O paradoxo de Dilma

A ferocidade implacável com que a presidente da República Dilma Roussef se atirou à operação limpeza no Ministério dos Transportes, demitindo ou provocando a demissão de 16 pessoas em menos de duas semanas, provocou um frisson nos meios políticos, desacostumados à prática de ações tão enfáticas partindo do centro do Executivo contra parceiros no usufruto do poder.

As reações são as mais diversas. Os analistas políticos estão preocupados em tecer teorias explicando as diferenças de estilo entre Dilma e seu antecessor.

Lula, todos se lembram, se especializou em oferecer o aconchego do peito amigo aos transgressores apanhados em flagrante cometendo malfeitos durante o seu governo.

Os mensaleiros eram, primeiro, companheiros desavisados que faziam coisas erradas à sua revelia; depois foram transformados em vítimas de uma pérfida conspiração oposicionístico-midiático-policial-judiciária que ele se encarregaria de desmascarar quando deixasse o poder.

Os compradores de falsos dossiês para caluniar adversários numa campanha eleitoral foram tratados quase paternalmente como “aloprados”, meninos travessos que chutaram a bola da pelada na vidraça da janela da vizinha.

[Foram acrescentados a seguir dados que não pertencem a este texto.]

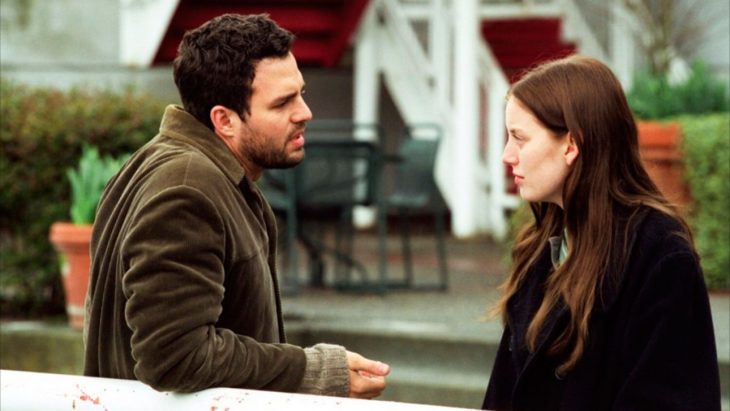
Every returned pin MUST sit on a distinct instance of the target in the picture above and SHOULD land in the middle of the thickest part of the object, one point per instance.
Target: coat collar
(609, 290)
(180, 125)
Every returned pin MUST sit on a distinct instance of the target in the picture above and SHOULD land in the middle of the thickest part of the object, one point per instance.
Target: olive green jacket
(183, 293)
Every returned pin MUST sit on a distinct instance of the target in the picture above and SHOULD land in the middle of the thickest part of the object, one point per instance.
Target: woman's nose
(509, 155)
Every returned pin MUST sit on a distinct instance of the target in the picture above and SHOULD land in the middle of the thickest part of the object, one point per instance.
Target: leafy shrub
(654, 97)
(706, 145)
(42, 132)
(87, 182)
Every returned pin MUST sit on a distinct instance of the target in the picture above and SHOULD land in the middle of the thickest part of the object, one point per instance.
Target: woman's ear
(571, 150)
(222, 120)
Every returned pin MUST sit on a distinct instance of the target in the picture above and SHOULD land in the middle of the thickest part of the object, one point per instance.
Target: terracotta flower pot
(72, 241)
(660, 148)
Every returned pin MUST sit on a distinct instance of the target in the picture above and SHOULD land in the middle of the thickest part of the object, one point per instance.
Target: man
(183, 293)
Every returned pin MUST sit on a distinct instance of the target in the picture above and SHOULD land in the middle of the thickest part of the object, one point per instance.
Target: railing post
(466, 115)
(366, 93)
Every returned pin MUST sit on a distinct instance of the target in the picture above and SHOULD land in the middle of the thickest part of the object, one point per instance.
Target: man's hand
(367, 377)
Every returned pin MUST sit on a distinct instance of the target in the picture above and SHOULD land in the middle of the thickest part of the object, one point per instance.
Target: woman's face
(539, 158)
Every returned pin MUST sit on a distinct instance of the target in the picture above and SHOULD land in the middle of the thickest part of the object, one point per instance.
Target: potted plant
(657, 103)
(72, 239)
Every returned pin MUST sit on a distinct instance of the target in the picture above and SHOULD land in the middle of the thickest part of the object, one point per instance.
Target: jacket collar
(180, 125)
(609, 290)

O que espanta mais é que o esquema encastelado no Ministério dos Transportes que a presidente parece empenhada em destruir foi montado durante os governos anteriores, com o aparente beneplácito de seu antecessor e inventor, criador, conselheiro e avalista político.

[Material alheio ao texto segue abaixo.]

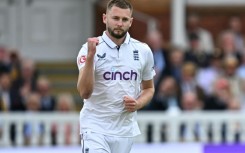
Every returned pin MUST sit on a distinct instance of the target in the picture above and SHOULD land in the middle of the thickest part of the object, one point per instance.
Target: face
(118, 21)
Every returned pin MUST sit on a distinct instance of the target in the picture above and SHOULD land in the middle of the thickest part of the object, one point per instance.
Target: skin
(118, 21)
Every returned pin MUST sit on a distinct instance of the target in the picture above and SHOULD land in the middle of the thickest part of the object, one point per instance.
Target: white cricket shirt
(118, 72)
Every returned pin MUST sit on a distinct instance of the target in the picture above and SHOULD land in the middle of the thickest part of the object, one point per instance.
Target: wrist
(138, 105)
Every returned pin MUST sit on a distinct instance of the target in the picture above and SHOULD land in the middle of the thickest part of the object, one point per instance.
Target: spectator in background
(47, 99)
(176, 61)
(156, 43)
(240, 72)
(205, 37)
(190, 103)
(15, 62)
(188, 80)
(27, 81)
(65, 104)
(32, 106)
(220, 96)
(206, 77)
(168, 96)
(10, 98)
(242, 96)
(235, 25)
(230, 68)
(195, 54)
(4, 60)
(226, 43)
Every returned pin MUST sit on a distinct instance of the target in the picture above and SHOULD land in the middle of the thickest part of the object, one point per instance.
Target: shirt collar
(110, 43)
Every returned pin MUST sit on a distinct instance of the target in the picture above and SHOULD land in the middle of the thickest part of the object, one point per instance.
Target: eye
(116, 18)
(125, 19)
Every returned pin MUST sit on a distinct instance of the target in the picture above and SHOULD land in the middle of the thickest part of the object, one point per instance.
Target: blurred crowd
(207, 74)
(23, 88)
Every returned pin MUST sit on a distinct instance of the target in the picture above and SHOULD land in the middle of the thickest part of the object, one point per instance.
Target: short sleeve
(148, 71)
(82, 56)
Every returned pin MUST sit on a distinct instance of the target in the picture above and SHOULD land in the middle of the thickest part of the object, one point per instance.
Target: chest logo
(136, 55)
(101, 56)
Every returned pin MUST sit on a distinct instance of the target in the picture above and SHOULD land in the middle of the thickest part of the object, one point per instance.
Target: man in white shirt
(115, 80)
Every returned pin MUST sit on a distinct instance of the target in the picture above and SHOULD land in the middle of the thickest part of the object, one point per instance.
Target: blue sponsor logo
(117, 75)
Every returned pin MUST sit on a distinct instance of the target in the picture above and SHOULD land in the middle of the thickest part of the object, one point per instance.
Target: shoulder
(140, 45)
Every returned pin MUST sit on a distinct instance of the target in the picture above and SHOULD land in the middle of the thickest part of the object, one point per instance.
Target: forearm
(145, 97)
(86, 79)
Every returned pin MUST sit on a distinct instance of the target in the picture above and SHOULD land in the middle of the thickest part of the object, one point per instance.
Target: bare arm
(85, 81)
(146, 95)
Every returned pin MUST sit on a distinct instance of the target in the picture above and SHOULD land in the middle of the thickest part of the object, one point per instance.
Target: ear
(104, 18)
(131, 21)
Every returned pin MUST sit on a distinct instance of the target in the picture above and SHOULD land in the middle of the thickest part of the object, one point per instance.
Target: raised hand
(92, 43)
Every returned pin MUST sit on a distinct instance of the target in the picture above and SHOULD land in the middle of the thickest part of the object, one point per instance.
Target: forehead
(116, 11)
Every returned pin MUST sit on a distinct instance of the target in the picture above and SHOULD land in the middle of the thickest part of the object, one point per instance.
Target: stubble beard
(115, 35)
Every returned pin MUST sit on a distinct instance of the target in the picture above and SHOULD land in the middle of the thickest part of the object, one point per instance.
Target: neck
(118, 42)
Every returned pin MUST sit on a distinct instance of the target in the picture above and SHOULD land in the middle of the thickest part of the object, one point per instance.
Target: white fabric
(98, 143)
(117, 73)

Impossivel acreditar que o esquema escapasse ao olhar atento e agudo da chefe da Casa Civil e à sua fama de implacável gerentona.

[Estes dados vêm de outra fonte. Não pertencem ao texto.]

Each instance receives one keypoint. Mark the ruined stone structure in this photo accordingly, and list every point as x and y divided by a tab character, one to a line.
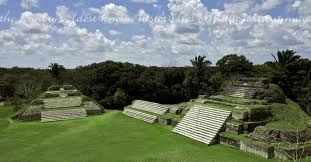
202	123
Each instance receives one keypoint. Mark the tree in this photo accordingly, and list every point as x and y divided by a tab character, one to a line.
27	88
284	71
234	65
286	58
200	66
56	69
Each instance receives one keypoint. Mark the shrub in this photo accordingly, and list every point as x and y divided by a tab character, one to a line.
86	99
54	88
37	102
51	95
274	94
69	87
76	93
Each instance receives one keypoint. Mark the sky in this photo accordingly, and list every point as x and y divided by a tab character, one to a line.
35	33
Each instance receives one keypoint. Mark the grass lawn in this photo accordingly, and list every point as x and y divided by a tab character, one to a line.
109	137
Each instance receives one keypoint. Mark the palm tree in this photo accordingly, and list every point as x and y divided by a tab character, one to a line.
282	69
56	69
200	66
283	59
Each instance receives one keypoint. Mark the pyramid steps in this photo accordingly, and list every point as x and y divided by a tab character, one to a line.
202	123
58	115
140	115
150	107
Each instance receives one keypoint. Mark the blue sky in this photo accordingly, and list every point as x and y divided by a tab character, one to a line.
165	43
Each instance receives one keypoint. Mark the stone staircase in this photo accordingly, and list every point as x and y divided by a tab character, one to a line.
242	92
202	123
63	114
52	103
140	115
150	107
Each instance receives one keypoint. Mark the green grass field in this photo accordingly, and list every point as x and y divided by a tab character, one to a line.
109	137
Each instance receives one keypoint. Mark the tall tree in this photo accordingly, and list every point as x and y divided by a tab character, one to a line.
284	71
56	69
200	66
234	65
285	58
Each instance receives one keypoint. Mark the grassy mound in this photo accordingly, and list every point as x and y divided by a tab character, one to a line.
274	94
110	137
289	117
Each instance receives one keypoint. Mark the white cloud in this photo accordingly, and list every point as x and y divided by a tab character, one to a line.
303	7
168	43
28	4
3	2
145	1
114	32
270	4
112	13
297	4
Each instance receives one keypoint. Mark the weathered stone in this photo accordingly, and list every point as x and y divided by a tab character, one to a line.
31	114
164	121
264	134
62	102
174	123
250	126
175	110
230	142
261	150
294	136
294	153
240	115
259	114
236	128
203	97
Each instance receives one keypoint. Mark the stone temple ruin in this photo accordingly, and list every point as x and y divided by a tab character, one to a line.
234	118
60	103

O que aconteceu, então? A velha história da revolta da criatura contra o criador?

Menos. Não há nenhum motivo para acreditar numa ruptura de idéias, princípios e afinidades entre criatura e criador. Sempre que pode, Dilma presta tributo à “herança bendita” que lhe deixou o antecessor, e este sempre retribui a gentileza com outros tantos elogios e até propondo a candidatura de sua discípula à reeleição.

Dizem os analistas políticos, os que ouvem nas entrelinhas e têm espiões nas ante-salas, que ele está apoiando as ações da sucessora, mas está preocupado com a “governabilidade”. Ele nunca foi tão ríspido com a base aliada, nunca sequer ameaçou tirar-lhes o pirulito da boca.

O que parece mais provável é que esteja ficando evidente a diferença de temperamento entre Dilma e Lula. O PR, que é o partido aliado mais diretamente atingido pela razzia nos Transportes, está recorrendo à chantagem direta como forma de ação política, ameaçando retirar-se da base do governo assim que terminar o recesso. E quanto mais o PR ameaça, mais a presidente parece irritar-se.

A impaciência, a irritação, o pavio curto e a falta de cintura podem não ser exatamente um modelo de estilo de atuação política, principalmente num país de achegos e conchavos.

E Dilma vai construindo seu paradoxo: quanto mais inábil politicamente for, mais apoio terá na sociedade e menos nos círculos onde se constrói a partilha do poder.

Este artigo foi originalmente publicado no Blog do Noblat, em 22/7/2011.